When Starfleet abandoned the Romulan refugees, Picard saw no other choice but to resign in protest. Seven of Nine, however, decided to fight for those she wanted to protect, Federation be damned! To Seven of Nine, what good are laws when they refuse to help the weak? Her disillusionment didn’t manifest in a symbolic resignation, but in direct action.
This makes us further question whether Picard actually made the right choice when he retired, especially with the knowledge that he is currently on an unsanctioned mission working against Starfleet orders. Is Seven of Nine a version of Picard that might have existed had he chosen a separate path? Is that path the more righteous?
“Stardust City Rag” asks these questions and leaves us with answers that aren’t cut and dry. This is the reason I love Star Trek and love Jean-Luc Picard as a character.
Freecloud is a fantastic setting for these questions of morality. It is clearly borrowing the cyberpunk aesthetic and takes on an almost noir look whenever our crew is on this planet of constant overcast and shadow. For what the episode is trying to do with moral gray, the setting is inspired. Of course, this is also a good excuse to show a few new aliens, most notably a lizard man that can smell lies. It is wacky, odd, and I love it to death.
I’ve started to turn around on Rios’ holograms. In the first episodes featuring them, they felt chaotic and wrong. It was almost impossible to follow which one was which, and the inconsistent accent work didn’t help. In “Stardust City Rag,” these versions of Rios finally came into their own mostly because they were used sparingly. The medical hologram shows up a couple times, and it’s genuinely charming whenever he’s on screen. I just think the key is restraint. The wacky holograms can be fun, but they take you out of the episode incredibly fast. This is the first time I saw a utility for them.

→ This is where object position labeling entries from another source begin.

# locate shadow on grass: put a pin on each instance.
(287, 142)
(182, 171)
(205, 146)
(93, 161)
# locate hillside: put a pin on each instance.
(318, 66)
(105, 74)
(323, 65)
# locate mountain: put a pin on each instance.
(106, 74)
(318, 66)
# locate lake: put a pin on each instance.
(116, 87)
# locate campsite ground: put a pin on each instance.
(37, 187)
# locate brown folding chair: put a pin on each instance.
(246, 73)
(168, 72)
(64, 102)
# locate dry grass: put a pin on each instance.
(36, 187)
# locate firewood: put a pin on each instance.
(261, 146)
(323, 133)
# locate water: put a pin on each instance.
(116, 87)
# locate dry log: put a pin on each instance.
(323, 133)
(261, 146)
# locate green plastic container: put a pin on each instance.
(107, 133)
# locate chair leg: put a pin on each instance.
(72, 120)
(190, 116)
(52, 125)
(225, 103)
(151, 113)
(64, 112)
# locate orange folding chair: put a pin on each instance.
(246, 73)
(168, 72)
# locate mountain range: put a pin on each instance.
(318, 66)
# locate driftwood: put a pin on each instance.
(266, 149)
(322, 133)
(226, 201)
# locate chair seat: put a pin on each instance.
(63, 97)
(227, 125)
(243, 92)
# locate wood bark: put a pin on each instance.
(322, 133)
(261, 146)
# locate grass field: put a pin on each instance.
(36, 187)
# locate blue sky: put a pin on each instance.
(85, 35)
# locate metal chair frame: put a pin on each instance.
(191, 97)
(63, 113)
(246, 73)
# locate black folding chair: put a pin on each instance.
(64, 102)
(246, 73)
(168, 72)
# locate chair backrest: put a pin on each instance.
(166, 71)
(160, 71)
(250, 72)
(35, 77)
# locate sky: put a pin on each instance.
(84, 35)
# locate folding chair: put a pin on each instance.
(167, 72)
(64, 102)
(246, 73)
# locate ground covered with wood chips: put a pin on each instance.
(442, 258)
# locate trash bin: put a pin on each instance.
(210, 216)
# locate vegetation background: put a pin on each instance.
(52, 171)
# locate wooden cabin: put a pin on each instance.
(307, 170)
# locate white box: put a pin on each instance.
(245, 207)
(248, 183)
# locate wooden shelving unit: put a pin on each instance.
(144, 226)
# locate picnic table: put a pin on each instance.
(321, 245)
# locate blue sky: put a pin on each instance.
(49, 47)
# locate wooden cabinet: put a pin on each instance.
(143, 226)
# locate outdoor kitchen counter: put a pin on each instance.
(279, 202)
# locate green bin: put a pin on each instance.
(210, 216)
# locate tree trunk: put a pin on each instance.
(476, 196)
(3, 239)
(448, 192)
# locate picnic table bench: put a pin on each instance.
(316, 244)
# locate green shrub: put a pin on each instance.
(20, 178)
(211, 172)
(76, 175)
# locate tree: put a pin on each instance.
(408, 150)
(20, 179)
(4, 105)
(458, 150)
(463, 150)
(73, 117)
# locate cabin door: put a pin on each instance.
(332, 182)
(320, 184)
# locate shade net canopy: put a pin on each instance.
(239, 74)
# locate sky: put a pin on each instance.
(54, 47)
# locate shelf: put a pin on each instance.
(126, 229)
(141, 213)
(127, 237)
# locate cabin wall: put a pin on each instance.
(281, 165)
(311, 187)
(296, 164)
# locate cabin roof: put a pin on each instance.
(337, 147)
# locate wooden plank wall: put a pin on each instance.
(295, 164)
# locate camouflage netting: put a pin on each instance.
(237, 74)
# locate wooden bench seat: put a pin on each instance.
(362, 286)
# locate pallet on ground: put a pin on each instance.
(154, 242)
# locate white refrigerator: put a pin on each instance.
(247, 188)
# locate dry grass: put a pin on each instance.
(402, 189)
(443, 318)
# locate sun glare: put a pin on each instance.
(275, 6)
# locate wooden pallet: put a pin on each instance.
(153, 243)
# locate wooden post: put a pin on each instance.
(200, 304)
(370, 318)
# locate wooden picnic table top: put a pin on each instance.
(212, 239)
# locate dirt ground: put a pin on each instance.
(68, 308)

On the other side of this episode, we continue with Raffi, who tries to visit her son. Since she’s a major character who can’t just disappear from the show, we know going in that this field trip to meet her son won’t end well. We know she’ll go right back to Picard, and any insistence to the contrary by Raffi is laughable. She still feels like an underdeveloped character, sabotaging any effort at emotional resonance as she meets with her distant son and his wife. The plot is brief, so it doesn’t actually take that much away from the episode. I just wish we cared about Raffi enough to feel her pain in abandoning her son and the sadness involved with him not wanting her to come back.
There’s an underlying theme of abandonment with all of these plots. Seven of Nine deals with the abandonment of Starfleet with violence and vigilantism. Picard abandoned Starfleet because Starfleet abandoned him. Agnes has had to deal with being abandoned by Bruce Maddox, a man that she clearly loved. In her eyes, you can even see that she has abandoned her notions of who Bruce Maddox was.

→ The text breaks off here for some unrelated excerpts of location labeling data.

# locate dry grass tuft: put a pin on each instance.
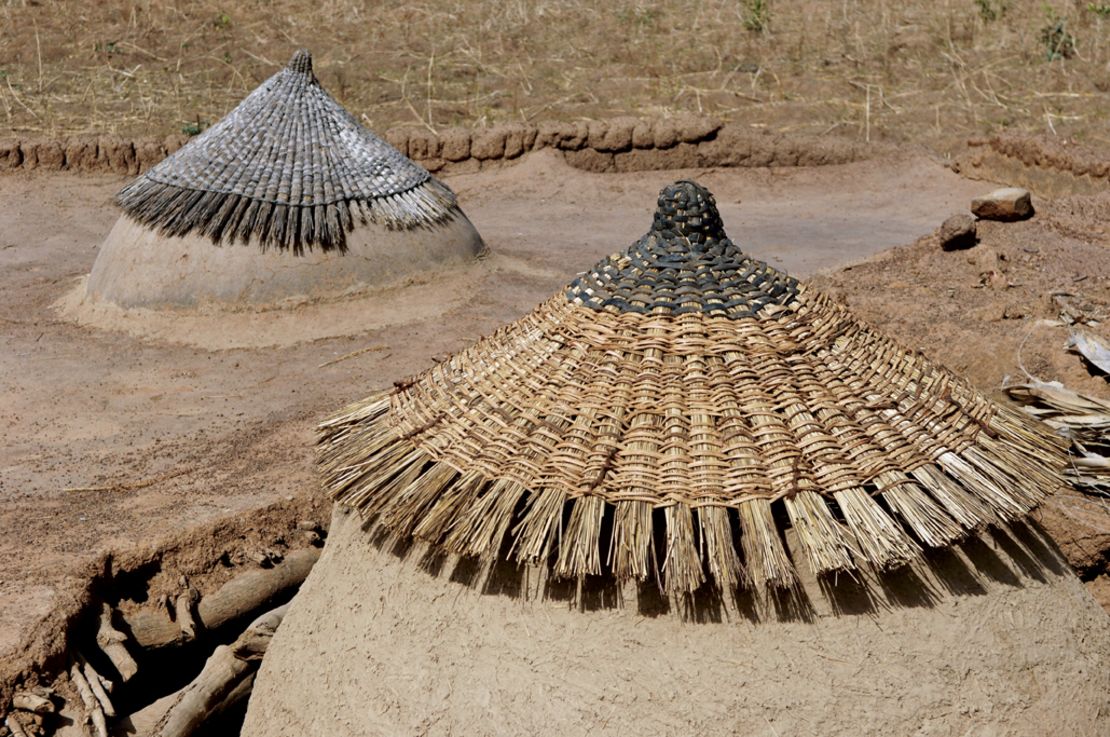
(877, 69)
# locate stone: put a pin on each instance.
(1009, 203)
(957, 232)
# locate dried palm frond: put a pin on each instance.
(1082, 420)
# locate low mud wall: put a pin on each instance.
(1048, 167)
(616, 144)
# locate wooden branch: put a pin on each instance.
(98, 687)
(33, 703)
(183, 612)
(221, 677)
(245, 593)
(112, 644)
(14, 726)
(92, 709)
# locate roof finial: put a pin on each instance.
(301, 62)
(687, 210)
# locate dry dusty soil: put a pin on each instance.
(121, 431)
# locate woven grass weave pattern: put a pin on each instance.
(645, 437)
(291, 168)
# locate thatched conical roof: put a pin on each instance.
(289, 168)
(672, 413)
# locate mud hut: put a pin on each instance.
(686, 495)
(288, 197)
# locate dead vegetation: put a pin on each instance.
(878, 69)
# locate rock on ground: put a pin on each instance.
(1008, 203)
(958, 232)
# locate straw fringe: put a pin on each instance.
(288, 169)
(375, 464)
(679, 413)
(230, 218)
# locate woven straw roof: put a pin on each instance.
(672, 414)
(290, 168)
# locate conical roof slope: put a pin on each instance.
(289, 168)
(672, 413)
(326, 209)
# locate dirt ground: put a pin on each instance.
(117, 437)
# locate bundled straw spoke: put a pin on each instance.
(672, 414)
(284, 170)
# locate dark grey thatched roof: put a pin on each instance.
(289, 167)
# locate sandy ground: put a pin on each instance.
(165, 426)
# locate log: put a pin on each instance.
(92, 710)
(111, 643)
(221, 677)
(249, 592)
(34, 703)
(183, 612)
(98, 687)
(14, 726)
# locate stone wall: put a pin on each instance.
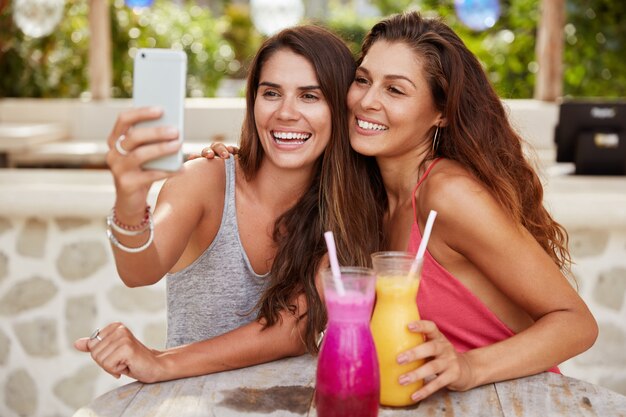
(58, 283)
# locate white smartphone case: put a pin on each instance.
(159, 79)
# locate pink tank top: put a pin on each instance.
(443, 299)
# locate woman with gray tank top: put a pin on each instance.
(241, 240)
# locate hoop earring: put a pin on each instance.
(436, 140)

When I finished this episode, my first thought was about how good the pacing was. Then I realized that the theme of abandonment might inadvertently tie back to something they abandoned for this episode.
They never cut back to the plot with Narek and Soji.

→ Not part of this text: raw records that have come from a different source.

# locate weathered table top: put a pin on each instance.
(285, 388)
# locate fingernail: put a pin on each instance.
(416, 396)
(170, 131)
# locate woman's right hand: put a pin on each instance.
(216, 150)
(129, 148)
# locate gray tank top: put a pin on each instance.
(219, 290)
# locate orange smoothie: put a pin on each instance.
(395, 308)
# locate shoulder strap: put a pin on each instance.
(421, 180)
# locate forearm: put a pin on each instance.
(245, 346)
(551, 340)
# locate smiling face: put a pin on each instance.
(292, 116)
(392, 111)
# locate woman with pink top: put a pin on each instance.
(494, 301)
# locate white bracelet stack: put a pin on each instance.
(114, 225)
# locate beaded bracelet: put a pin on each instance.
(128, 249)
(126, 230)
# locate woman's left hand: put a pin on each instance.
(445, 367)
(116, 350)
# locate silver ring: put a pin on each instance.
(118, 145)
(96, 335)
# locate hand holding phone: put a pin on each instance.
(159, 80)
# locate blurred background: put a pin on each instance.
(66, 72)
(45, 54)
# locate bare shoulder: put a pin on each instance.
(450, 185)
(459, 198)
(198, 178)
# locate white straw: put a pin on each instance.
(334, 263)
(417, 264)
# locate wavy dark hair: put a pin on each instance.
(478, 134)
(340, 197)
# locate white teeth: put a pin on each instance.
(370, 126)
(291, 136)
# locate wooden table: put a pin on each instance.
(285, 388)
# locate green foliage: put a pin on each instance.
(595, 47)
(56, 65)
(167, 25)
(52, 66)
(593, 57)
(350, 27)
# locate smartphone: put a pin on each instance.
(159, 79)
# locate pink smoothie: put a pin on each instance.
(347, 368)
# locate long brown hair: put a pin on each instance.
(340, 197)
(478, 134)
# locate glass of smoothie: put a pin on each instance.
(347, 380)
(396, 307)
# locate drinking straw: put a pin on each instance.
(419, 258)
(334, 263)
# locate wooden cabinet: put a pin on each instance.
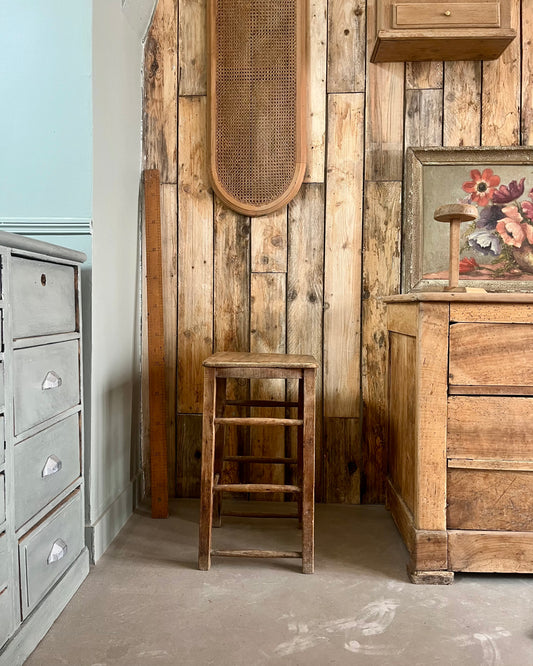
(460, 453)
(43, 558)
(453, 30)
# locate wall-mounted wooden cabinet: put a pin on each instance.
(454, 30)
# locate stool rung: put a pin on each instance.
(255, 488)
(259, 459)
(261, 403)
(256, 553)
(257, 421)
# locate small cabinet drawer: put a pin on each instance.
(46, 382)
(491, 355)
(45, 465)
(446, 15)
(2, 499)
(48, 550)
(481, 499)
(43, 298)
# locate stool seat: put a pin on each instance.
(248, 365)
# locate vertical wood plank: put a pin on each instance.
(527, 72)
(195, 259)
(346, 46)
(342, 281)
(305, 298)
(316, 91)
(423, 118)
(169, 246)
(160, 92)
(267, 334)
(382, 243)
(192, 78)
(462, 103)
(232, 315)
(269, 243)
(500, 121)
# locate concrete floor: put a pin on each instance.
(145, 603)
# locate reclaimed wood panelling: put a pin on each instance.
(316, 90)
(381, 248)
(305, 298)
(195, 258)
(160, 92)
(500, 109)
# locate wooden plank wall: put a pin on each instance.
(310, 277)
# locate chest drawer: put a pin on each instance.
(491, 355)
(43, 298)
(446, 15)
(48, 550)
(45, 465)
(46, 382)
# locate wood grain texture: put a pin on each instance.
(269, 243)
(462, 103)
(381, 242)
(316, 91)
(500, 117)
(342, 280)
(195, 260)
(305, 298)
(192, 41)
(486, 427)
(160, 92)
(346, 46)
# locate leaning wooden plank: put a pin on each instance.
(305, 298)
(462, 104)
(195, 259)
(500, 118)
(160, 92)
(342, 281)
(382, 234)
(316, 91)
(267, 334)
(346, 46)
(192, 78)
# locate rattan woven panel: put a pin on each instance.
(256, 102)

This series has had an anchor chained to its leg, making it limp around, unable to hold my attention for extended periods of time. “Stardust City Rag” felt like the first episode where that anchor had been unchained and Star Trek: Picard was finally allowed to run headlong into the greatness that I always knew it had. Only one variable changed, and now I know for sure that Narek and Soji are that anchor. And even though I know we will have to deal with them again next episode, there’s a small part of me that hopes they just never mention them again.
This episode gives me hope, but knowing Star Trek: Picard, that hope won’t last much longer.